Critique : Corsage

Noël 1877, Élisabeth d’Autriche, fête son 40e anniversaire. Première dame d’Autriche, femme de l’Empereur François-Joseph Ier, elle n’a pas le droit de s’exprimer et doit rester à jamais la belle et jeune impératrice. Pour satisfaire ces attentes, elle se plie à un régime rigoureux de jeûne, d’exercices, de coiffure et de mesure quotidienne de sa taille. Etouffée par ces conventions, avide de savoir et de vie, Élisabeth se rebelle de plus en plus contre cette image.

Corsage
Autriche, 2022
De Marie Kreutzer

Durée : 1h53

Sortie : 14/12/2022

Note :

FACE A SON DESTIN

« Elle me fiche la frousse » : c’est ce qu’on entend au tout début de Corsage pour parler de l’Impératrice d’Autriche Élisabeth de Wittelsbach – plus connue sous le nom de Sissi. Effrayante, la poupée Disney immortalisée par Romy Schneider dans l’increvable trilogie des années 50, l’adorable icône pour boites à chocolats ? Le portrait que réalise l’Autrichienne Marie Kreutzer dans son film sélectionné à Un Certain Regard est en effet moins flatteur, en tout cas moins lisse que l’image sucrée et figée de Sissi.

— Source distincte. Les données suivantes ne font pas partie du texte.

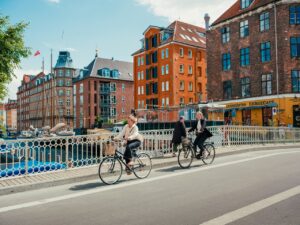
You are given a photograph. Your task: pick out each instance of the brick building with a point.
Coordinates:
(103, 91)
(170, 70)
(11, 114)
(46, 99)
(253, 62)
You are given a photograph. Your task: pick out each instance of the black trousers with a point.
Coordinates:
(199, 141)
(128, 151)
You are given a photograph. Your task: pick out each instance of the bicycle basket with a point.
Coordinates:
(185, 142)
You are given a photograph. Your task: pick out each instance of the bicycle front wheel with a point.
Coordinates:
(142, 165)
(110, 170)
(208, 154)
(185, 157)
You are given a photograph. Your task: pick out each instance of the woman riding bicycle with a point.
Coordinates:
(130, 134)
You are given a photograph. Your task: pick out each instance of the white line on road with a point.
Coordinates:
(118, 186)
(252, 208)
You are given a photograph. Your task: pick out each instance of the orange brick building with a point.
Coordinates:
(170, 71)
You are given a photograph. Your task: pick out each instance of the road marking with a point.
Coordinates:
(252, 208)
(131, 183)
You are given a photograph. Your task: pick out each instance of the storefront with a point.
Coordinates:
(282, 110)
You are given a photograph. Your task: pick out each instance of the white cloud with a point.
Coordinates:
(54, 1)
(16, 82)
(190, 11)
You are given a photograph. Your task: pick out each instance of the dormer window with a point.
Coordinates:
(105, 72)
(245, 3)
(115, 74)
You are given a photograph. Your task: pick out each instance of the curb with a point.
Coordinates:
(53, 183)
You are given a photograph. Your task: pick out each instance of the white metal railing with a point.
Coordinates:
(28, 156)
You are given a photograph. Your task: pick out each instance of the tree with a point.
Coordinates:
(12, 50)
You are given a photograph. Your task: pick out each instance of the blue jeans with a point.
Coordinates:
(128, 151)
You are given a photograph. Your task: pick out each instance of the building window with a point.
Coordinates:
(167, 53)
(181, 101)
(190, 86)
(295, 81)
(265, 52)
(181, 52)
(225, 33)
(60, 92)
(190, 70)
(68, 73)
(245, 84)
(162, 54)
(60, 73)
(244, 57)
(181, 88)
(295, 14)
(264, 21)
(181, 68)
(227, 89)
(295, 47)
(190, 53)
(266, 84)
(244, 29)
(245, 3)
(167, 69)
(226, 61)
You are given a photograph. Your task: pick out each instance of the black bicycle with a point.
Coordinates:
(111, 169)
(187, 153)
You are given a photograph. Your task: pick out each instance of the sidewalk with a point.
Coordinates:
(50, 179)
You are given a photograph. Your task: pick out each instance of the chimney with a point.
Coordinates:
(206, 18)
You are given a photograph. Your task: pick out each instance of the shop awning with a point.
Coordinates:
(269, 105)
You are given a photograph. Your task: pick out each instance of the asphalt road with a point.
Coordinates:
(250, 188)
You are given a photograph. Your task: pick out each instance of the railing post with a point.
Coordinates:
(67, 153)
(26, 158)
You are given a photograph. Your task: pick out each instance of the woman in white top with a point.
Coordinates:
(133, 139)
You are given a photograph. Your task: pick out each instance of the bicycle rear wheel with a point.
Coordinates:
(185, 157)
(110, 170)
(208, 154)
(142, 165)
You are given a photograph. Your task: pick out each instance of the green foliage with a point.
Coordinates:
(12, 50)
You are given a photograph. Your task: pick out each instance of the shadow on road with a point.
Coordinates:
(177, 168)
(89, 186)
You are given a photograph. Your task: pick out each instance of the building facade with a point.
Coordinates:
(103, 92)
(253, 62)
(11, 115)
(46, 99)
(170, 71)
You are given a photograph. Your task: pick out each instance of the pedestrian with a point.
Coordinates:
(202, 133)
(178, 133)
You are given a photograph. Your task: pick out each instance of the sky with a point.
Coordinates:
(114, 27)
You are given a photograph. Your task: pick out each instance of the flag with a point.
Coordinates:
(37, 53)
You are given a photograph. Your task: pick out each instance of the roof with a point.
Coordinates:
(125, 68)
(235, 10)
(64, 60)
(182, 33)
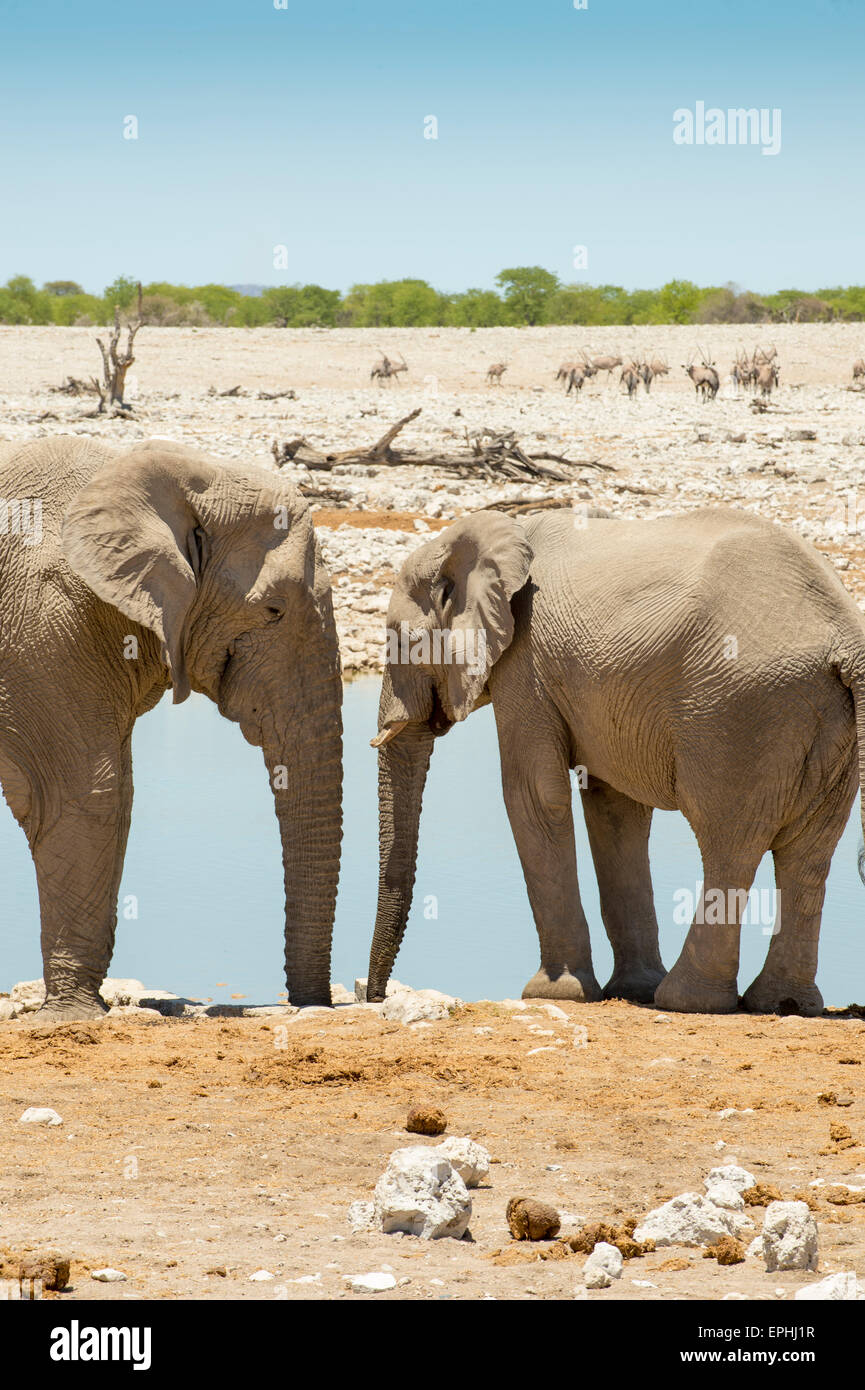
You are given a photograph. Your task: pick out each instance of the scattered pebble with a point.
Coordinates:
(41, 1115)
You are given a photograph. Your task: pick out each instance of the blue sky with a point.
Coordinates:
(305, 127)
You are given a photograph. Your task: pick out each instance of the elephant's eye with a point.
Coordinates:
(445, 590)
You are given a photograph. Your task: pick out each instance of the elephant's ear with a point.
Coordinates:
(131, 535)
(487, 560)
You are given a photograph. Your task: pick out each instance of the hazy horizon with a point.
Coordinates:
(262, 127)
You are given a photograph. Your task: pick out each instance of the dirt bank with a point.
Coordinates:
(195, 1153)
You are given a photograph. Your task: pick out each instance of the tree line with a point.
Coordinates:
(524, 295)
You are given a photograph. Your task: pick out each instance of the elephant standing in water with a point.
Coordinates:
(709, 663)
(150, 569)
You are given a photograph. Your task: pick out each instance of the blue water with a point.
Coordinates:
(203, 862)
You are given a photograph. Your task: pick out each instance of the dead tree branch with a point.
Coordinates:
(491, 455)
(116, 363)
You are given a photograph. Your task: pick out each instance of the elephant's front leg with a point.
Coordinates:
(618, 833)
(538, 798)
(704, 979)
(78, 861)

Comment filmer cette héroïne qui a été totalement vampirisée et définie pour toujours par un imaginaire de conte de fées ? Pendant tout le film, Kreutzer s’interroge sur Sissi, sa représentation – voire l’impossibilité de sa représentation. Filmée de profil, on ne sait plus le temps d’un plan si Kreutzer regarde une statue ou un visage humain. L’image de Sissi est un fascinant mystère : celle-ci peut être successivement dessinée, filmée, voilée ; on ne sait plus si on la regarde elle ou les fissures sur son masque.

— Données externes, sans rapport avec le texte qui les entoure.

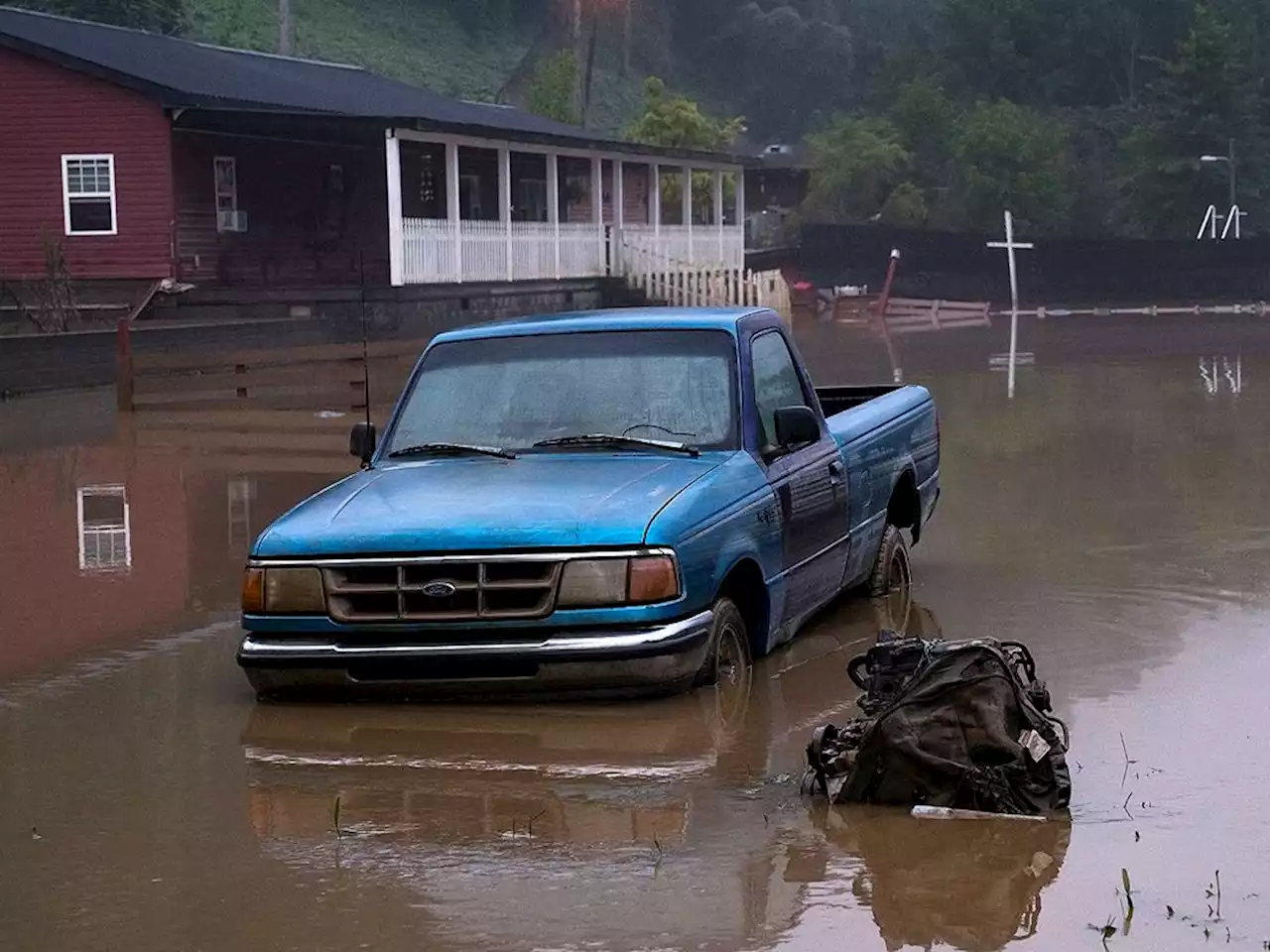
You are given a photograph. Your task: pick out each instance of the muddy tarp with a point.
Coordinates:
(959, 724)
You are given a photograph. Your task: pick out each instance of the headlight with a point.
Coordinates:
(601, 583)
(284, 592)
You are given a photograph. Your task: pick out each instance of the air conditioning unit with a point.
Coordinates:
(231, 221)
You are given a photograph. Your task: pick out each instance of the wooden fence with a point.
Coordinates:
(907, 315)
(245, 440)
(320, 377)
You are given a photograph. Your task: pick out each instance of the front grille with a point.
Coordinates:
(443, 590)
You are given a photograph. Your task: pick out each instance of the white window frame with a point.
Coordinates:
(112, 531)
(90, 195)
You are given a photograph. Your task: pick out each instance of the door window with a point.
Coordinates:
(776, 381)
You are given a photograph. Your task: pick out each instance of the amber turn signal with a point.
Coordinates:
(652, 579)
(253, 592)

Dans le précédent film de Kreutzer, le thriller psychologique The Ground Beneath My Feet (en compétition à la Berlinale 2019), le trouble identitaire allait jusqu’à une forme de dissociation. Corsage explore une idée voisine, et en mesurant le gouffre qui sépare la femme de l’impératrice, Kreutzer ouvre des pistes plus universelles. Quel rôle social doit jouer celle qui est tantôt vue comme une fée et qui reste tantôt impassible ? Qui « s’assombrit comme un nuage, qui fane comme une fleur » ? Elisabeth d’Autriche n’est jamais présentée comme un personnage aimable et c’est ce qui participe au relief du récit. Contrairement à la Sissi réconfort de Noël, cette Sissi-là n’est pas là que pour vos beaux yeux.

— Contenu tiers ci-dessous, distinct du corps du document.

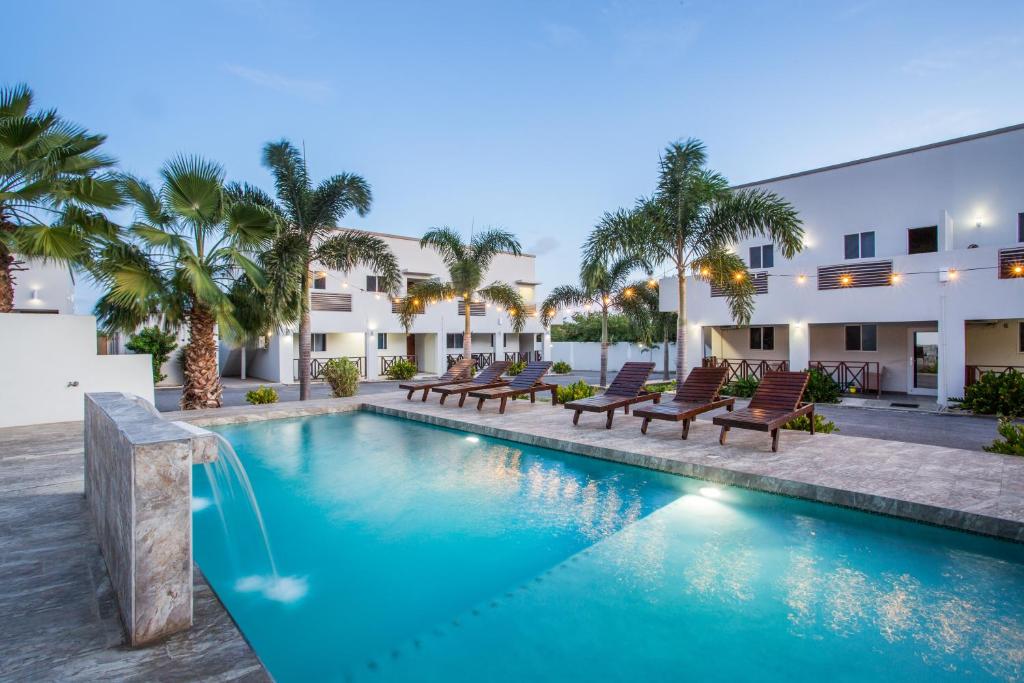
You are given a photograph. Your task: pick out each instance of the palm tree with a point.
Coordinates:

Pour ce film, Kreutzer retrouve Vicky Krieps, qu’elle avait dirigée en 2016 sur son film We Used to Be Cool. Ce projet est né de l’initiative de Krieps elle-même et son investissement total se sent à l’écran. L’actrice donne à son personnage une étrange tension, un émouvant malaise, une austérité bizarre que Kreutzer aurait peut-être pu exploiter encore davantage – comme dans ce passage en fin de film où un subtil travail sur les échelles donne l’impression fugace que Sissi est à l’étroit dans une maison de poupées. Les corsets que l’impératrice porte lui serrent la taille, elle pourrait bien finir par s’évanouir et disparaître mais elle occupe au contraire tout l’écran jusqu’à un dénouement dont le souffle, jusqu’au bout, reste ambigu.